When not waiting tables at a pricey New York City restaurant, the pseudonymous author dishes out insults and shares his observations on the popular blog www.waiterrant.net. He's now turned his musings into a book, and this reviewer feels a "don't quit your day job" is in order. While the autobiographical ramblings can be interesting and even mildly amusing, and actor/musician Dan John Miller narrates with an appropriately benevolent, all-knowing tone, more often than not listeners will wish they'd ordered another entrée. Instead of making a full meal of it, they'd do better to sample this production (audio clip available through library.brillianceaudio.com). [The Ecco hc was recommended "for larger public libraries and those seeking to add depth to their memoir collections," LJ5/15/08; optioned for development as a TV series.-Ed.]
—Lance Eaton

Kirkus Reviews
A popular blogger offers behind-the-scenes tales about working the front of the house.
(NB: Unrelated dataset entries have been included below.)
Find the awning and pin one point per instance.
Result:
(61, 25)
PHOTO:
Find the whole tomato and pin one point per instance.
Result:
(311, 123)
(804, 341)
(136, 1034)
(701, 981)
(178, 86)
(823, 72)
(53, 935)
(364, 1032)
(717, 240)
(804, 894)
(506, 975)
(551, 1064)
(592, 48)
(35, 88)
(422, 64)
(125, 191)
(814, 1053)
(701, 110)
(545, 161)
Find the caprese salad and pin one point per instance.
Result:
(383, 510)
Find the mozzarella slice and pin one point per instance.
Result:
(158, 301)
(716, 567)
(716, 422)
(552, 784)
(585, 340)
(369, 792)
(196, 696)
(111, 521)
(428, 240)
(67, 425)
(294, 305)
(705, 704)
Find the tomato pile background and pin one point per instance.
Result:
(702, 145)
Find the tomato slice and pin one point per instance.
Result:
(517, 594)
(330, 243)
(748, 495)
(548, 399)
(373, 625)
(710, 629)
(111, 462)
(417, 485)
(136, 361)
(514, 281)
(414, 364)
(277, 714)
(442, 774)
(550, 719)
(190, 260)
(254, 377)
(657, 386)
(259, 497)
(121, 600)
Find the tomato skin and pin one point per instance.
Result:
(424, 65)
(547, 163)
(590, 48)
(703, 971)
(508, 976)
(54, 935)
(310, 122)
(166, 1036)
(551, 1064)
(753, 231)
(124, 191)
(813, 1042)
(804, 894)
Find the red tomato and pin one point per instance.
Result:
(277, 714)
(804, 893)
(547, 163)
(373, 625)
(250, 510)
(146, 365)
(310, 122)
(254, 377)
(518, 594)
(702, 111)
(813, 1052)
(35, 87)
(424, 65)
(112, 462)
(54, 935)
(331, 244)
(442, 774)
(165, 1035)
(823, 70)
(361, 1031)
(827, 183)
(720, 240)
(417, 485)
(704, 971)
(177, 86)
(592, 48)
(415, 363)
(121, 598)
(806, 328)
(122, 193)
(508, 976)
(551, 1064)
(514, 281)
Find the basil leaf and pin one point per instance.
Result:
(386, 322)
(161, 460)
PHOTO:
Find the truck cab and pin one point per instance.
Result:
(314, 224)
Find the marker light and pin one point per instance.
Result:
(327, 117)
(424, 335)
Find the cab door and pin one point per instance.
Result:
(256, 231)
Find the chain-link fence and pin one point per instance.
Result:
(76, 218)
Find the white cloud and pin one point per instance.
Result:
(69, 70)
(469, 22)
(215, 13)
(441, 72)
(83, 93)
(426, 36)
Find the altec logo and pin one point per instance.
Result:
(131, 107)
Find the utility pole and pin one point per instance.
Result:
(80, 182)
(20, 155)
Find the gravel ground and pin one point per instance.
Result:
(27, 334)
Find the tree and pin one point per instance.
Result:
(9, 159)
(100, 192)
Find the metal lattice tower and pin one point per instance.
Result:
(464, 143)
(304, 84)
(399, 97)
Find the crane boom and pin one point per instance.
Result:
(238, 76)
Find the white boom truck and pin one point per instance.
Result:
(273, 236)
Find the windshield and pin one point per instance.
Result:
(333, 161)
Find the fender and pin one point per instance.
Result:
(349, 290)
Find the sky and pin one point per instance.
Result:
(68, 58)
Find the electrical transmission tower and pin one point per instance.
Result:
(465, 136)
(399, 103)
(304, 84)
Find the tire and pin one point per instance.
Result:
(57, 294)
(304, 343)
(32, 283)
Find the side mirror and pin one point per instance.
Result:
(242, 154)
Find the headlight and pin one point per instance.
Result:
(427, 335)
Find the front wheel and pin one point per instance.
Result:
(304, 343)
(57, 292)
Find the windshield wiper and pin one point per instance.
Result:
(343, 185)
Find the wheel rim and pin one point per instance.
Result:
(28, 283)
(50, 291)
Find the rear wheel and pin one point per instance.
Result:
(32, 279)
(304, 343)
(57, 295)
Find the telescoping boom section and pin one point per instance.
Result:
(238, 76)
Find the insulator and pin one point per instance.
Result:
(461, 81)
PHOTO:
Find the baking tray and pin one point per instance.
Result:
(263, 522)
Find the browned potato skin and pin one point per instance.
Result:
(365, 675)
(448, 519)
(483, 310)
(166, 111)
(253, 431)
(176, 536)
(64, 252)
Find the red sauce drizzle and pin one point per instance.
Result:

After defecting from seminary and losing his subsequent job, the author took a temporary position as a server in an upscale New York restaurant. Six or seven years later, much to his own surprise, he was still waiting tables and anonymously recording his experiences at WaiterRant.net. In the casual, confessional tone of a seasoned blogger, The Waiter tells of corruption, intrigue, drug abuse, heated romance and of course tips, weaving it all into a humorously detailed memoir. Restaurant work can be emotionally toxic and brutalizing, he reveals. Living outside the nine-to-five world's boundaries warped and changed him and his fellow servers. Holidays became a source of stress, not joy, and accepting a friend's Friday night dinner invitation amounted to sacrificing hundreds of dollars in unearned pay. Worst of all were the bad customers, many of whom exhibited an astonishing level of self-absorption and entitlement. Required to endure abuse with a smile, many waiters unsurprisingly blew their night's tips on drinks after hours. Still, the life of a server wasn't all groveling and bingeing; some learned, as The Waiter did, to wield subtle, psychological control over even the most recalcitrant customers. He's good on psychological analysis too: His taxonomy of tippers comes complete with shrewd assessments of their various motivations, such as the mistaken assumption of "the verbal tipper" that heaping on praise will make up for a shoddy tip. The author began to relish the intimate glimpses he got into diners' personal lives, and underneath his hard-earned cynicism he seems justifiably proud of his progressin a difficult job. A heartfelt, irreverent look at the underbelly of fine dining.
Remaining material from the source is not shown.